Вот вечером служится всенощная. Все стоят и участвуют, кроме двух-трех отрицателей, играющих в стороне в шахматы. Кстати, один из отрицателей был художник, замечательно искусно делавший из протертого через материю хлеба не только шахматы, но и нагрудные кресты для духовенства и четки. Камера освещена пыльной лампочкой, кругом постели, обувь, чайники, параша, воздух тяжелой ночлежки - все здесь не похоже на привычное в долгих веках благолепие храма, где и стены помогают молиться. Здесь надо ничего не видеть, кроме маленького столика в простенке с горящей на нем свечой. А мне еще надо видеть о. Василия. Вот поется канон, и его красивый мягкий тенор запевает седьмую песнь: "Божия снисхождения огнь устыдеся в Вавилоне иногда, сего ради отроцы в пещи радованною ногою, яко во цветнице ликующе пояху: благословен еси Боже отец наших". Я вижу его поющее лицо, счастливые спокойные глаза, и кажется мне, что это он стоит "во цветнице ликующе пояху", в пещи Вавилонской, которой сделалась для него эта темная камера со стенами, осклизлыми от столетия человеческого житья. О, мой дорогой, тихий вятский авва! Ты и меня тогда учил идти "радованною ногою" по узкому Христову пути.

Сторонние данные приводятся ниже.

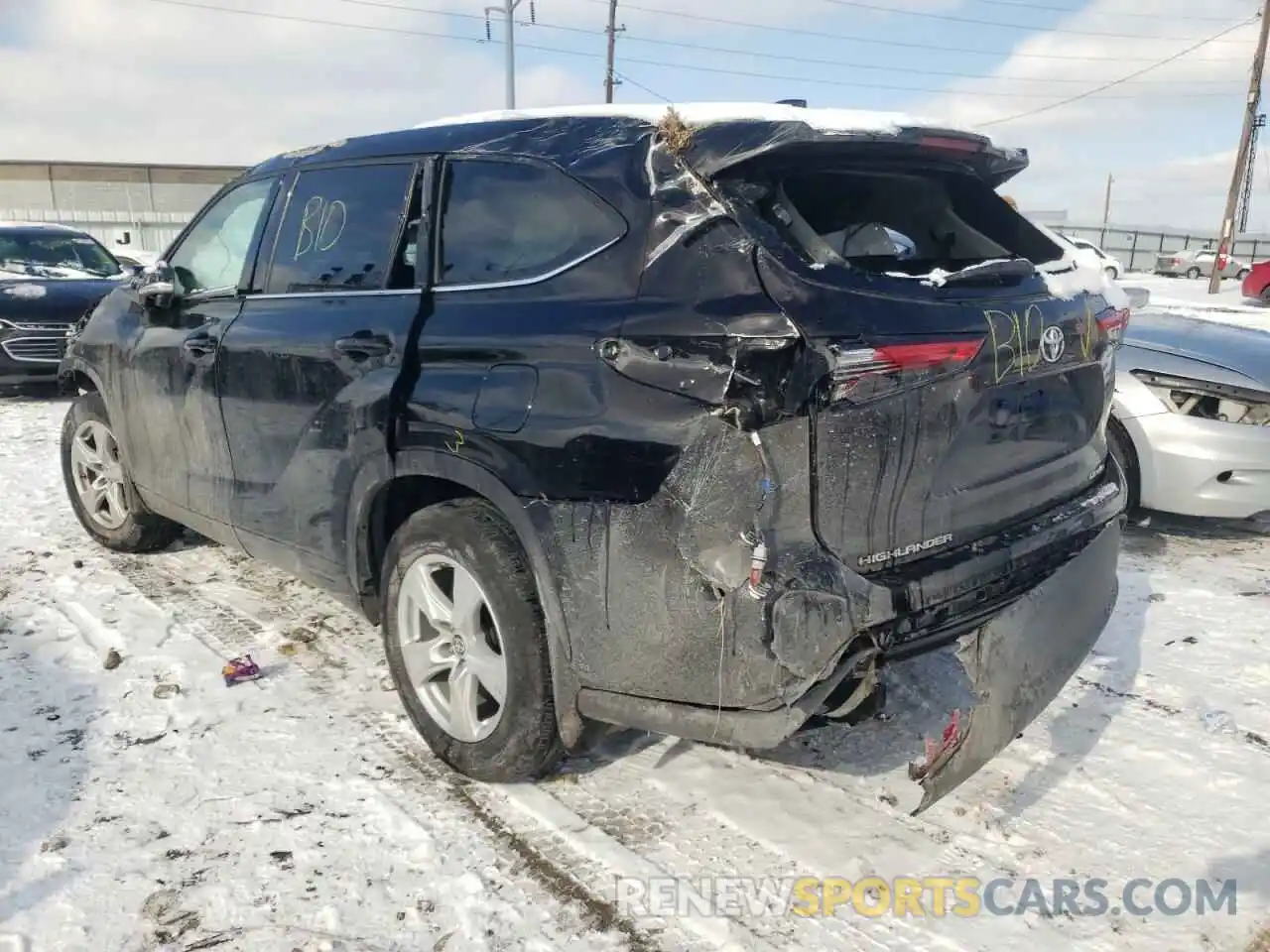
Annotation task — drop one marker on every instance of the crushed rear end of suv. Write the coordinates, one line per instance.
(695, 420)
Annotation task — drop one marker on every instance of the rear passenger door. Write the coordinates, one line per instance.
(530, 273)
(304, 371)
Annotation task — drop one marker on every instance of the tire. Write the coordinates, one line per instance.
(503, 743)
(121, 521)
(1121, 448)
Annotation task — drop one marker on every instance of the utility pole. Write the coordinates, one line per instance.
(612, 31)
(1246, 194)
(508, 12)
(1241, 159)
(1106, 211)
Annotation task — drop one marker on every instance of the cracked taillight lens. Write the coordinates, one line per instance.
(866, 373)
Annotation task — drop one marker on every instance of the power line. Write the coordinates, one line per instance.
(659, 63)
(876, 41)
(1123, 79)
(952, 18)
(760, 54)
(1118, 14)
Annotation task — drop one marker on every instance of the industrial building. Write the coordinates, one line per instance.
(122, 204)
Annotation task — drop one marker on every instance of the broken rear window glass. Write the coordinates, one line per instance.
(517, 221)
(910, 221)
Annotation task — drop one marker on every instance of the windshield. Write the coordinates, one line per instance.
(913, 221)
(55, 257)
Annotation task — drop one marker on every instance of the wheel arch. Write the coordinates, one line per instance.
(429, 476)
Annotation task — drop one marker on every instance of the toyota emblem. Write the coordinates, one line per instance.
(1052, 343)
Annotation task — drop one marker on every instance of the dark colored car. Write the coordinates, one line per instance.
(639, 416)
(50, 277)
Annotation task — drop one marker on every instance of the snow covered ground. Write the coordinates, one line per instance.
(148, 806)
(1191, 298)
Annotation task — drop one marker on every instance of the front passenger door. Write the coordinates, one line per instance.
(178, 445)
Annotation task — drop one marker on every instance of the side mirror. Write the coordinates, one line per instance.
(155, 285)
(1138, 298)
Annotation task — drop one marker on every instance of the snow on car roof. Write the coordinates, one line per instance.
(706, 113)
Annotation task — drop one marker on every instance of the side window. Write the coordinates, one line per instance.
(515, 221)
(213, 253)
(340, 231)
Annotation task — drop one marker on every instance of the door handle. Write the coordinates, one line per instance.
(363, 345)
(199, 345)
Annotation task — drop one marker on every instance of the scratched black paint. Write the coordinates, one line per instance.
(604, 412)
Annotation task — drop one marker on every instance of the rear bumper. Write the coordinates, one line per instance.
(30, 356)
(1202, 467)
(1016, 662)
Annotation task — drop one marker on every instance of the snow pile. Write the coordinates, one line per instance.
(26, 291)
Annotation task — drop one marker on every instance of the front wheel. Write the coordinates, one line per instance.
(466, 643)
(99, 488)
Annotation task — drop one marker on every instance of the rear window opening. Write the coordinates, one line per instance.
(911, 221)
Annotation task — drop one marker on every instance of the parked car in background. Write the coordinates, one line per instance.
(1095, 257)
(564, 398)
(1191, 421)
(1198, 263)
(1256, 282)
(50, 277)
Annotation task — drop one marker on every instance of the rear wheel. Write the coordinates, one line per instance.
(466, 643)
(1121, 448)
(99, 488)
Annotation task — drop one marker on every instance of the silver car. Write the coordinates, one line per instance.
(1197, 263)
(1191, 421)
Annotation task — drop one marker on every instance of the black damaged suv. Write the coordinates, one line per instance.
(689, 420)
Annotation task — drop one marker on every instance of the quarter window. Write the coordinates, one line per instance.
(213, 253)
(508, 221)
(340, 230)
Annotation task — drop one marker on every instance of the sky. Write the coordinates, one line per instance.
(176, 81)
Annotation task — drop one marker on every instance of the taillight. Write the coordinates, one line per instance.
(952, 143)
(865, 373)
(1112, 325)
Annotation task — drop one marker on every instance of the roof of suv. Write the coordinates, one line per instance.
(567, 132)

Подъем утром был в семь, а если тихонько встать на час раньше, то узнаешь самое хорошее камерное время. Тишина, простор, покой, ушла пелена табачного дыма, не слышно перебранок, в коридоре дремлют на табуретках утомленные сторожа, в своей дремоте ставшие совершенно такими же простыми и понятными, как вот эти спящие вокруг меня фигуры архиереев, художников, жандармов, инженеров и крестьян. "Земля людей". "Помилуй Боже ночные души".